MALAANU SUTURA (le voile des convenances)


Parler de viol a toujours été tabou. Mais avec la recrudescence de ce phénomène et le développement exponentiel des médias, il ne se passe pas un jour sans que les détails les plus salaces d'une agression sexuelle ne soient relatés. Si parler de sexe en général n'est plus tabou, une chose n'a pas changé, une opinion sexiste qui voit en la femme la source de tous les "fitna" (tourments) de la terre. 

Quand il y a un viol, on a vite fait de jeter l'anathème sur la victime ou sa mère. Certains incriminent les jeunes filles et femmes, véritables prédatrices, dont le port vestimentaire et le comportement sont une invite sans équivoque à l’acte sexuel.

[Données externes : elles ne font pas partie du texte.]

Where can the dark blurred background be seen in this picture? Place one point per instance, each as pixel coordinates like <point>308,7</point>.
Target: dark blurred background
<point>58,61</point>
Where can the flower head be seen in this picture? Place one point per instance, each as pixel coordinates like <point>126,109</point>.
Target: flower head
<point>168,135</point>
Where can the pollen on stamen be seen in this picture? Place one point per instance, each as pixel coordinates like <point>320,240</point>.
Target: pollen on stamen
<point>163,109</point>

Dans un article paru dans le site d’information leral.net, le mardi 15 Novembre 2011 une ancienne ministre de la famille et des organisations féminines fustigeait ainsi les filles victimes de viol, à l'assemblée nationale pour les besoins du vote du projet du budget 2012 de son département. " Les filles sont de plus en plus des dévergondées et nous remarquons que le taux de viol augmente d'avantage. Je pense qu'il faudra faire des enquêtes poussées sur ce phénomène car les filles mineures ont de plus en plus tendance à faire des chantages à des autorités en leur réclamant des sommes faramineuses après avoir consentie à avoir des relation coupables avec eux"

Quand il s’agit d’un enfant, c’est forcément parce que sa mère ne l’a pas surveillé. La victime est vite stigmatisée et montrée du doigt comme celle qui a été violée. Pour reprendre l’autre, « on préfère préserver la dignité de l’homme ».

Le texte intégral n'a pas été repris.